Der Mann, der alles über die Deutschen weiß
Dieter Sarreither ist Präsident des Statistischen Bundesamtes. Er kennt alle Zahlen über seine Landsleute. Bei der Bundestagswahl hat er aber noch einen anderen Job
Wahrscheinlich gibt es niemanden in Deutschland, der die Deutschen besser kennt als er. Dieter Sarreither weiß praktisch alles über sie. Wann sie aufstehen und wie viele Minuten sie zur Arbeit brauchen, wann sie heiraten und sich wieder scheiden lassen, was sie essen und trinken – und hunderttausend andere Dinge. Er ist ein Mann der Zahlen. Und je mehr Zahlen er hat, umso besser.
Als Präsident des Statistischen Bundesamtes in Wiesbaden ist die vollständige Vermessung der Deutschen sein Job, zur Sammlung, Aufbereitung und Analyse der aktuellen Daten gesellt sich die Untersuchung mittel- und langfristiger wirtschaftlicher, gesellschaftlicher und auch kultureller Entwicklungen. In diesen Tagen kommt eine weitere Herausforderung auf den 65-jährigen Volkswirt und Mathematiker aus der Kurpfalz zu, der seit Oktober 2015 an der Spitze des Statistischen Bundesamtes steht. Denn traditionell ist der Wiesbadener Behördenchef auch Bundeswahlleiter und in dieser Eigenschaft für den ordnungsgemäßen Ablauf der Bundestagswahl verantwortlich. Für den in Mainz lebenden Vater zweier Töchter eine Premiere, auch wenn er bereits seit 1982 in Diensten der Bundesoberbehörde mit rund 2200 Mitarbeitern steht.
Vier Wochen vor der Wahl meldet Sarreither Vollzug – aus seiner Sicht steht einem erfolgreichen Urnengang am 24. September nichts mehr im Wege. Die nötigen Zahlen liefert er gleich mit: 61,5 Millionen Bundesbürger sind wahlberechtigt, das sind rund 400 000 weniger als vor vier Jahren, 31,7 Millionen Frauen und 29,8 Millionen Männer. Drei Millionen Jungwähler dürfen zum ersten Mal ihre Stimme abgeben. 42 Parteien treten zur Bundestagswahl an, so viele wie noch nie seit der Wiedervereinigung 1990, davon sind immerhin 16 Parteien zum ersten Mal dabei. Um die 299 Direktmandate in den 299 Wahlkreisen bewerben sich 4828 Frauen und Männer – rund 40 mehr als vor vier Jahren. 111 Kandidaten gehören keiner Partei an. „Das bestätigt nicht die allgemeine These von der Politikverdrossenheit der Wähler“, sagt Sarreither.
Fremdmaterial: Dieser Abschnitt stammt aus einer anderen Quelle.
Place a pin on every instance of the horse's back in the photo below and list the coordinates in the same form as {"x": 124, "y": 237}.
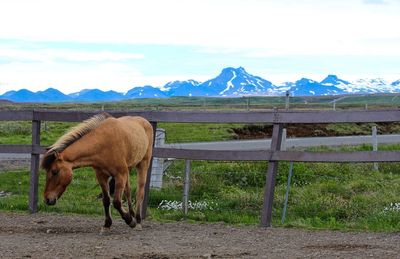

Wie er seinen „Hauptkampftag“, den 24. September, verbringen wird, weiß Sarreither schon jetzt. Vormittags wird er mit der Berliner Wahlleiterin ein Wahllokal besuchen und dem Wahlleiter und den Wahlhelfern stellvertretend für die 650 000 Ehrenamtlichen, die für einen reibungslosen Ablauf der Wahl sorgen, für ihr Engagement danken und danach seine Arbeitsräume im Reichstagsgebäude aufsuchen. Gegen 15.30 Uhr gibt es eine erste Übersicht über die Wahlbeteiligung. Ab 18.00 Uhr laufen in seinem Büro die Ergebnisse aller Wahlbezirke ein. Irgendwann kurz vor Mitternacht kommt dann sein wichtigster Auftritt: Er wird das vorläufige amtliche Ergebnis und die sich daraus ergebende Sitzverteilung verkünden. Dann steht definitiv fest, wer die Wahl gewonnen hat. Sein Job ist damit erledigt – was die Parteien daraus machen, ist nicht mehr seine Angelegenheit.